Closed Vectrobe closed 5 years ago
https://docs.microsoft.com/en-us/windows/desktop/FileIO/naming-a-file
Not a proton bug. This is how wine represents its structure and its valid under Linux/Unix (naming conventions).
Now I am not sure but you could try using WSL (Windows Subsystem for Linux) or under a Linux VM to delete this.
lol
Maybe they should disallow Proton on Windows because obviously someone did it lol
Doesn't matter, it's still a fault that needs addressing. A solution would be to prevent proton being cloned to external library directories, as it currently does and where this issue primarily originates. This is not a direct fault of wine, as it doesn't expect its files to be cloned about in the first place.
Maybe they should disallow Proton on Windows because obviously someone did it lol
Could have been a dual boot situation using the same SteamLibrary.
Could have been a dual boot situation using the same SteamLibrary.
Exactly that configuration, to shared NTFS drives.
It should be noted that sharing the same Steam library across multiple platforms has never been supported and can have undefined results.
It should be noted that sharing the same Steam library across multiple platforms has never been supported and can have undefined results.
irrelevant, and it's windows <> windows anyway, there shouldn't be any differences unless the game was built with different win API revisions for some reason
What do you mean it's windows <> windows? Didn't you use Linux to install Proton on NTFS drive? You didn't provide any steps to reproduce the issue.

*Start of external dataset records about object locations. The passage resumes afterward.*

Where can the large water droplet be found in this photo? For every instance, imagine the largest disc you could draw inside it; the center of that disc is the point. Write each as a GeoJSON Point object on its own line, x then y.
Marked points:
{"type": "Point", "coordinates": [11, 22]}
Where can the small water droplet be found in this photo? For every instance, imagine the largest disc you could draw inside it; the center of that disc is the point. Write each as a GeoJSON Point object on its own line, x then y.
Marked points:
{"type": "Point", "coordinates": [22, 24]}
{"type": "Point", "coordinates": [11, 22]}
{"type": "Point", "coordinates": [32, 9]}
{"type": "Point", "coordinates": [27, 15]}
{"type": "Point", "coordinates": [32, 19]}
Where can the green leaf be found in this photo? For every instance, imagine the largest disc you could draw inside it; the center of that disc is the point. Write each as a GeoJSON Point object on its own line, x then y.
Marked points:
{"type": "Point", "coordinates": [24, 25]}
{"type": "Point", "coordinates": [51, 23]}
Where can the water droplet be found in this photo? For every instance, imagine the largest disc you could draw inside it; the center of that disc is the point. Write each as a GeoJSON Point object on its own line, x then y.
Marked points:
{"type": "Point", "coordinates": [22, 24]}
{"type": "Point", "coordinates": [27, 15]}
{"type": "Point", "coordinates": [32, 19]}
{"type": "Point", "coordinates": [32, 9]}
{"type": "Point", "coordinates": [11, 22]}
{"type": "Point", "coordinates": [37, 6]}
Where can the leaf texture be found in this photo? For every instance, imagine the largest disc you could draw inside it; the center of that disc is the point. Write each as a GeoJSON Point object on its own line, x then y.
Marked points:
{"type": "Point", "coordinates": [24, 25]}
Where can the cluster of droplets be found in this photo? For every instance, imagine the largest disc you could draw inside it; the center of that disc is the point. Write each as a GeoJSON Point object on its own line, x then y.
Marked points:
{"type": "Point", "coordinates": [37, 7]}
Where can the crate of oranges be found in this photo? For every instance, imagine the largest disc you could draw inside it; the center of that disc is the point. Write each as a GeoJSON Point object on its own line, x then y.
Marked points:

It should be noted that sharing the same Steam library across multiple platforms has never been supported and can have undefined results.
irrelevant, and it's windows <> windows anyway, there shouldn't be any differences unless the game was built with different win API revisions for some reason
Congrats telling Valve they're are wrong lol
Blocking is right technically correct since what you did doesn't work (Proton is meant for Linux). And, sharing like Kisak says isn't supported but still I haven't seen this problem that way - it has its problems though and still shouldn't be done because all people will do is to post bugs and complain thinking it is supported.
Since they don't support it and it isn't what they created it for then it should be blocked until they decide to do something about it.
But, I'm not going to reply to any further replies about this topic. My view point is ^ right there.
@kisak-valve just close this stupidity + wontfix/notabug
This issue should be kept for reference
I use ntfs external disk for dual boot gaming. One time , steam download 'Proton Next' to ntfs. Everytime i boot windows, said disk need to be repaired, then I repair using windows, but windows give up with unspecified error
. All read write operation is normal
In windows explorer, c:
is a file with 100GB size which is impossible to delete using linux and windows . Is there any way to delete it?
It would probably be useful to have a FAQ advice how to delete such files even if it’s not a bug of Proton. In my case, undeletable files were named com1
, com2
, etc., and occupied about 1000 bytes in total in two folders. Did not have files like c:
as the OP described.
One of the folders was:
steamapps/common/Proton 3.16/dist/share/default_pfx/dosdevices/
NTFS Access by nGlide author did not help. Was able to delete com*
files with Unlocker 1.9.2.
If a steam library is created on a windows disk, with proton enabled, illegal/reserved name files are created under dosdevices, of which are impossible to handle inside windows. COM files can be brute-force deleted via powershell, however disk devices cannot.